Zee spontan mendelik. Ia sampai buru-buru berjongkok, kemudian mencekal pergelangan bocah sialan itu dengan tatapan maut. “Jangan berkata yang tidak-tidak.”

“Kau terlalu pucat, Tuan. Jadi persis seperti vampir di dalam cerita Young Earl Rowenne.”

Astaga buruk! Zee mengeratkan rahangnya samar. Ia menatap sepasang iris gelap itu lekat. “Itu legenda. Jadi jangan sekali-kali menganggap ku vampir.” Ia menekankan. Ia berniat menetap di wilayah ini beberapa pekan, omong-omong. Jadi akan sangat berbahaya jika bocah itu masih menganggapnya seorang vampir, kemudian menggembor-gemborkan jati dirinya. Orang-orang akan menangkapnya, kemudian membakarnya hidup-hidup nanti!

Bocah itu mengangguk dengan tampang lugu.

“Bagus—”

“Rone! Mengapa malah berdiri di sana?! Ayo kembali bermain!”

Zee sebenarnya enggan memperhatikan asal suara melengking yang baru saja mengalun. Namun, mendadak berubah ketika suara gelak tawa lembut mengalun samar, setelahnya.

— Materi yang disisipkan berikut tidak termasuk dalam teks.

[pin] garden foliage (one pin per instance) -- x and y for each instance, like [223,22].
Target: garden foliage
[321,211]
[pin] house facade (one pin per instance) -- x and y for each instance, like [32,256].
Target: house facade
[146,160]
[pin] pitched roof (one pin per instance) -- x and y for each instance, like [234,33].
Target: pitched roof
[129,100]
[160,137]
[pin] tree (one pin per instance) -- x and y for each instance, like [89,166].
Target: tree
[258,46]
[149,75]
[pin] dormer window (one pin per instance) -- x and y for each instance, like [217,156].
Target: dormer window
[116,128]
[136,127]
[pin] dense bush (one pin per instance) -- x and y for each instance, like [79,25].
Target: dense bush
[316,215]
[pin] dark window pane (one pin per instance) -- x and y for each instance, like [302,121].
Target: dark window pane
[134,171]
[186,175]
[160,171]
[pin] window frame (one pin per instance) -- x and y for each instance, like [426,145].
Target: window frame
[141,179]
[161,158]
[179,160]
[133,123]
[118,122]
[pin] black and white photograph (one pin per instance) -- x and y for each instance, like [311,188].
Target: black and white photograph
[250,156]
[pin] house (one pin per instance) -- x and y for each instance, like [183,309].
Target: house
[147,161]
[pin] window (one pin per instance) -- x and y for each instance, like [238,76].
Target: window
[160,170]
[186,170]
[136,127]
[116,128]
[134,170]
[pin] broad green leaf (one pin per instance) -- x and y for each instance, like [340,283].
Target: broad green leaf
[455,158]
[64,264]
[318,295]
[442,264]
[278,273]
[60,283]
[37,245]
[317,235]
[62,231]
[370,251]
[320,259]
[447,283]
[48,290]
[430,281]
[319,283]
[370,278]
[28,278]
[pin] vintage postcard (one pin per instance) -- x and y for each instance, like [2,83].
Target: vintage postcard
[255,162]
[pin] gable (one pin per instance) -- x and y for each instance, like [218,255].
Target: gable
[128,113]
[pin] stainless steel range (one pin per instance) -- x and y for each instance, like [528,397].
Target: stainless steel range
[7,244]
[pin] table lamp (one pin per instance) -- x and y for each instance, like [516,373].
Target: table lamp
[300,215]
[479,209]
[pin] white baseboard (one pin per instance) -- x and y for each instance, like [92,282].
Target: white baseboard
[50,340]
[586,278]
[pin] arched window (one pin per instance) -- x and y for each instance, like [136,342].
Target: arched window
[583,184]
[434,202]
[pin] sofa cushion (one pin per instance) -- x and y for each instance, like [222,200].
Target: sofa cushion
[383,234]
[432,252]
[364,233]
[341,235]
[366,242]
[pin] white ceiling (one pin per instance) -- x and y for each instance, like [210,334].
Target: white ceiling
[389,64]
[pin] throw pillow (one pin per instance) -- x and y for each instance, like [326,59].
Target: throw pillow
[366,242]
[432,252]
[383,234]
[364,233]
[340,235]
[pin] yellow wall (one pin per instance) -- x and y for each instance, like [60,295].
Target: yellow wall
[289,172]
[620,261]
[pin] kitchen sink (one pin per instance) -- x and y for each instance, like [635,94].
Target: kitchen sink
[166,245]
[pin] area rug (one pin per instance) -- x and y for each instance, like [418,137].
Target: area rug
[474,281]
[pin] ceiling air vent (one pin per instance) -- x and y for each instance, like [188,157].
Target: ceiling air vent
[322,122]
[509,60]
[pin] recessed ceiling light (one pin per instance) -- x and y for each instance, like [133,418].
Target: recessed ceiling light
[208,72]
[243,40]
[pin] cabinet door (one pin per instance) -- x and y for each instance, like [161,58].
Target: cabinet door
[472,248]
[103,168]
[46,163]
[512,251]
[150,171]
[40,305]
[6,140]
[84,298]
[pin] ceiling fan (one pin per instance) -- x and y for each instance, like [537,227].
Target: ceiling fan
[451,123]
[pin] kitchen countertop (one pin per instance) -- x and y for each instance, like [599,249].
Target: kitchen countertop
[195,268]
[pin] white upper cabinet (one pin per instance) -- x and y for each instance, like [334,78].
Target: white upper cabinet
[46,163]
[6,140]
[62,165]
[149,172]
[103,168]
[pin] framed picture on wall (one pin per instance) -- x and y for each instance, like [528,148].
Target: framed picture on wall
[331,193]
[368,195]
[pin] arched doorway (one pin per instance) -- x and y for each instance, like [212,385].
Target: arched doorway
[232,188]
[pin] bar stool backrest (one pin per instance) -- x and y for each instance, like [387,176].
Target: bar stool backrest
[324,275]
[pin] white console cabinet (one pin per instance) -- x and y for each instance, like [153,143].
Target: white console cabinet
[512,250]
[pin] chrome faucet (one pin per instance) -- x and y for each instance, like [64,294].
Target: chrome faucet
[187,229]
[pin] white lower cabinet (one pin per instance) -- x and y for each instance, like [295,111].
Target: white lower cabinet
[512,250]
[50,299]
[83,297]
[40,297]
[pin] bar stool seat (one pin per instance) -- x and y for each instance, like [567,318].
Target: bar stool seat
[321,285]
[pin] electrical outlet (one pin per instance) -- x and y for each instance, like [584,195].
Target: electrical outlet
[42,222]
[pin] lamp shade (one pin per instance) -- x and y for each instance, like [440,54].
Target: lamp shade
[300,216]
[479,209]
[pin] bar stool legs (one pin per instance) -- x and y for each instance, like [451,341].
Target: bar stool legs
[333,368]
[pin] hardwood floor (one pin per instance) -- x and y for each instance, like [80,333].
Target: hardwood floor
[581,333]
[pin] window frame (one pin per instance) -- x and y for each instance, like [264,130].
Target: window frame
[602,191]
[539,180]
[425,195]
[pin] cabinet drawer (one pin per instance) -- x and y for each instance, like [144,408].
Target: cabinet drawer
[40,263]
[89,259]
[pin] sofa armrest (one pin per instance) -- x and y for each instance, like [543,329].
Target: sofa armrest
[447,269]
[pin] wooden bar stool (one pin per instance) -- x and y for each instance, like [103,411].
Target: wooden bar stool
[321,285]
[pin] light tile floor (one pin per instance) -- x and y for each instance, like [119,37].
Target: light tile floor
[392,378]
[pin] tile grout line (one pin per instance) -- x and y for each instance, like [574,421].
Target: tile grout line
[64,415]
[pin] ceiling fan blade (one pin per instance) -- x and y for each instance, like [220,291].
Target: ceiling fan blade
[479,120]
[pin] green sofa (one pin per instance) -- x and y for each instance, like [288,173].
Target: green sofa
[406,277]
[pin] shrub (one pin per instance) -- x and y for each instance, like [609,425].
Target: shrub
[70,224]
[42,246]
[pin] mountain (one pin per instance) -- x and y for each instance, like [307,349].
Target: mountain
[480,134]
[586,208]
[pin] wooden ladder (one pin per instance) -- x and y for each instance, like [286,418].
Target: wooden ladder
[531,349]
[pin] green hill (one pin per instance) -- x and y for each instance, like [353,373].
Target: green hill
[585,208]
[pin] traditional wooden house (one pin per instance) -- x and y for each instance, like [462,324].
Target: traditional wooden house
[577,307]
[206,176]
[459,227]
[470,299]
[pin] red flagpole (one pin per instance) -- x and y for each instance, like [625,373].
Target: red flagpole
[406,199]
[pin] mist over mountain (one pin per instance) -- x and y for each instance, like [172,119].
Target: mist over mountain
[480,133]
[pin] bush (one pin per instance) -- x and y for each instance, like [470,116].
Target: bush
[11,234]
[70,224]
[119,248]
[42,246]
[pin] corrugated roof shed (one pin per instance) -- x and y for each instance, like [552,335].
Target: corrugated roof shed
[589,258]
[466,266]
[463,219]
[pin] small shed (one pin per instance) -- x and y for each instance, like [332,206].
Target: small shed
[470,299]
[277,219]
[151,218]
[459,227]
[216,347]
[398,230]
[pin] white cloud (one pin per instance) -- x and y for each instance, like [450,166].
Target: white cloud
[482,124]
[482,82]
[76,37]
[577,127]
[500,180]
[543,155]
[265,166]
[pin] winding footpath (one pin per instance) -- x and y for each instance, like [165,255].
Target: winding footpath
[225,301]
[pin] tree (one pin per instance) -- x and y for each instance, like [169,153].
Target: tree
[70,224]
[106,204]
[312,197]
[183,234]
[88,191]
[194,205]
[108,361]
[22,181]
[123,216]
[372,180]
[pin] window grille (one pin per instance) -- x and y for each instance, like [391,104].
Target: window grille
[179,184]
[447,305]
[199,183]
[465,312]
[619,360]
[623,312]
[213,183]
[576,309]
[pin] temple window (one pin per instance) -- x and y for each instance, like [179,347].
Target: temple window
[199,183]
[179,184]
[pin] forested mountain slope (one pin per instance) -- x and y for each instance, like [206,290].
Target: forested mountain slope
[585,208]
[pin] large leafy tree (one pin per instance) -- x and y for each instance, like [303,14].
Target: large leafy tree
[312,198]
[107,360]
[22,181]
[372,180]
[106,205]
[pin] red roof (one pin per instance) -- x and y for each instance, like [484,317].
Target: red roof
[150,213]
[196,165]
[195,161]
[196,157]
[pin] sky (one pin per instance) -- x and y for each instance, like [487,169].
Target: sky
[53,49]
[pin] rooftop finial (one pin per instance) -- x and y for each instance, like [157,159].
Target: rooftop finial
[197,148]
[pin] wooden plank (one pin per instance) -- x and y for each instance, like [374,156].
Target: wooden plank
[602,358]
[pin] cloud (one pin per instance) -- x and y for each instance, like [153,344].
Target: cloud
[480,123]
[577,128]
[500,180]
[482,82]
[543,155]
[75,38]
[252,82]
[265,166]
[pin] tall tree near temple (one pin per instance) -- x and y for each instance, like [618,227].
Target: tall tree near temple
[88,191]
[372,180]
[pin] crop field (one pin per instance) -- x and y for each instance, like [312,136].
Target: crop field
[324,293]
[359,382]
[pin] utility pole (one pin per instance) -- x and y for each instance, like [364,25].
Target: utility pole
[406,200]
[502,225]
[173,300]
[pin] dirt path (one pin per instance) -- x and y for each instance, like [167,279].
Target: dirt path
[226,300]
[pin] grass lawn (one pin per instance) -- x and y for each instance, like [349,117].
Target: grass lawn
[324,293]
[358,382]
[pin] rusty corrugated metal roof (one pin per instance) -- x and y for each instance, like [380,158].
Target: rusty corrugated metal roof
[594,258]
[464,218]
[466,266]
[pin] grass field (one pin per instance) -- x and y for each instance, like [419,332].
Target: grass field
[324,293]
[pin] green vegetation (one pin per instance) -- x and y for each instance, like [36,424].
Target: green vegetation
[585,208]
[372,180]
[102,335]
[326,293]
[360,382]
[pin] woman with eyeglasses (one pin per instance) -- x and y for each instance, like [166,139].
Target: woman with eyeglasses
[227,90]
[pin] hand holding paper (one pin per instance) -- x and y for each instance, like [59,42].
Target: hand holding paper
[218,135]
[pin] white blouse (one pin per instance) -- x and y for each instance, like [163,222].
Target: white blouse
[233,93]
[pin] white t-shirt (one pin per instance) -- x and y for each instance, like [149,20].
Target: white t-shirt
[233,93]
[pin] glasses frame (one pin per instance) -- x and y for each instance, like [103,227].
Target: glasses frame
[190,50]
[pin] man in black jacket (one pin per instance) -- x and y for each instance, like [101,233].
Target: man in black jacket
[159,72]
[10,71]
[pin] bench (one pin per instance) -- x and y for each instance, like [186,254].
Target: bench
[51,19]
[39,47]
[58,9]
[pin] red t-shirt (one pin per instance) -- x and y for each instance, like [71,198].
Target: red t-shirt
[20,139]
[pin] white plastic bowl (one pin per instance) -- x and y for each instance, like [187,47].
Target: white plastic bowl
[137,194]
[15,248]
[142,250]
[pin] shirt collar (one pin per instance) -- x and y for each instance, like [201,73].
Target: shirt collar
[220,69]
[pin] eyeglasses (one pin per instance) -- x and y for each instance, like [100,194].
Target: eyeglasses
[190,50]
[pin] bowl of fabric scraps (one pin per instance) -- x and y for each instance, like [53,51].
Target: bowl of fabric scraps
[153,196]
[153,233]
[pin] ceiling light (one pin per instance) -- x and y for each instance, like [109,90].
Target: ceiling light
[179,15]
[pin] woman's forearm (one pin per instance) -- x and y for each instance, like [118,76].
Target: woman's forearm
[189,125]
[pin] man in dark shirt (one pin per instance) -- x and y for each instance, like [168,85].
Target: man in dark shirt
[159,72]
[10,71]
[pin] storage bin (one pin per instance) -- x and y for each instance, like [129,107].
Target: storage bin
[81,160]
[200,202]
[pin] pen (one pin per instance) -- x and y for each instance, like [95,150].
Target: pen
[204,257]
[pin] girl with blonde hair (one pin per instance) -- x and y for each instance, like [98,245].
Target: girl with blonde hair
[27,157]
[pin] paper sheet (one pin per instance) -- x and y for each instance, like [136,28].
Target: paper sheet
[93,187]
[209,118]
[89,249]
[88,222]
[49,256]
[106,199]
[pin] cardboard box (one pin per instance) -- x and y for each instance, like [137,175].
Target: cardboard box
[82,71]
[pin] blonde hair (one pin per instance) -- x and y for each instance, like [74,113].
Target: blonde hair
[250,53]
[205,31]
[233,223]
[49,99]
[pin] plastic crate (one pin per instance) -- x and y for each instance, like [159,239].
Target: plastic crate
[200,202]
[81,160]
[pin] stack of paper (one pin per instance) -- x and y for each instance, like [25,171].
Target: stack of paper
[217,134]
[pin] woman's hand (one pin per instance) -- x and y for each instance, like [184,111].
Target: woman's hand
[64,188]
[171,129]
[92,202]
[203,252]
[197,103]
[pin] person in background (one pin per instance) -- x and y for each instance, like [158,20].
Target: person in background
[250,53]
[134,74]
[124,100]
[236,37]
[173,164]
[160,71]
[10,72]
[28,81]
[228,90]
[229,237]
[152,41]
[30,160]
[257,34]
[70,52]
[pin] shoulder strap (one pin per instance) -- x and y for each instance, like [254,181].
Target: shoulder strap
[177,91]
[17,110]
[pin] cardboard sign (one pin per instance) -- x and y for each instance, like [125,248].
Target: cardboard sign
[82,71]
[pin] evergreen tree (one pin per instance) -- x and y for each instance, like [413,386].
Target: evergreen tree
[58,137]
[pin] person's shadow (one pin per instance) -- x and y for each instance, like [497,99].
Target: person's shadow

Cekalan pada pergelangan tangan bocah jahil dihadapannya terlepas, saat Zee mendadak terbelalak hebat. Sepasang iris ruby miliknya sempat menyala sengit, tanda keterkejutan teramat sangat! Ia bahkan tak perlu repot-repot menyipitkan mata guna melihat siapa gerangan pemilik suara lembut itu.

Di jarak yang tak cukup jauh, berdiri sosok dengan siluet putih yang amat familiar. Surai kelam dan pekat yang tak berubah sedikitpun. Berdiri dengan senyum lebar dalam balutan busana khas kebangsawanan.

“Rone, sedang berbicara dengan siapa, hm?”

Angan Zee meledak hebat. Amat sangat tak sanggup menatap sepasang hazel yang begitu amat ia rindukan itu—bahkan setelah sosok itu telah berada begitu dekat dengannya.

“Tuan ini menabrak ku tadi. Tapi tidak mau meminta maaf. Nakal sekali bukan, Young Earl?” Bocah kecil bernama Rone itu mengadu. Bergerak menjauhi Zee, kemudian berdiri si samping sosok bocah kumuh yang lain.

Sosok yang terlihat cantik itu mengulas senyum penuh penyesalan. “Aku meminta maaf, atas nama Rone, Sir.”

Zee tak langsung merespon. Pikirannya berkecamuk kacau. Wajah putih itu diamati sampai lamat. Kali ini kau terlahir dari keluarga mana, Nu? Apakah dari keluarga bangsawan yang keji, selayaknya kehidupan mu yang lalu?

Tak kunjung mendapatkan respon, sosok Young Earl itu memiringkan kepala. “Sir?”

“Siapa kau?” Sejujurnya pertanyaan itu terlontar dari belah bibir Zee tanpa sadar—ia seolah tak lagi dapaat memikirkan apapun, selain keingintahuannya atas sosok Nunew di kehidupan kali ini.

Young Earl itu berdahem canggung, kemudian merapikan gestur tubuhnya agar semakin tegak. “Aa ... maaf, maaf. Salam kenal, Sir. Aku Young Earl Nunew Rowenne.”

Sepertinya pria pucat dengan matel kuno kecoklatan itu adalah seorang pendatang, hingga sampai tak mengenalnya.

Terlihat polos dan lugu. Dengan nama manis yang sama! Kedipan mata Zee memelan. Young Earl? Apakah kau akan bernasib sama dengan kemalangan yang kau terima dulu, Nu? Berpikir bahwa pertanyaannya tercetus tidak sopan, Zee buru-buru membungkuk sekilas. “Maaf, atas kelancangan ku.”

“Bukan masalah.” Young Earl bernama Nunew itu menggeleng pelan. “Anda seorang pendatang?”

“Ya.”

Ouh, selamat datang di wilayah Flint County kalau begitu.” Apa dirinya terlihat menyebalkan? Batin Nunew. Ia memang sulit menjadi elegan—yeah, itulah yang sering orang-orang kastil katakan. Apa salahnya menjadi berwarna, bukan? Hidupnya sudah cukup kelabu. Penuh batasan karena nasib sialan! Setidaknya, secuil memori atas kehadiran di muka bumi, akan tertanam di benak semua orang yang pernah ia temui.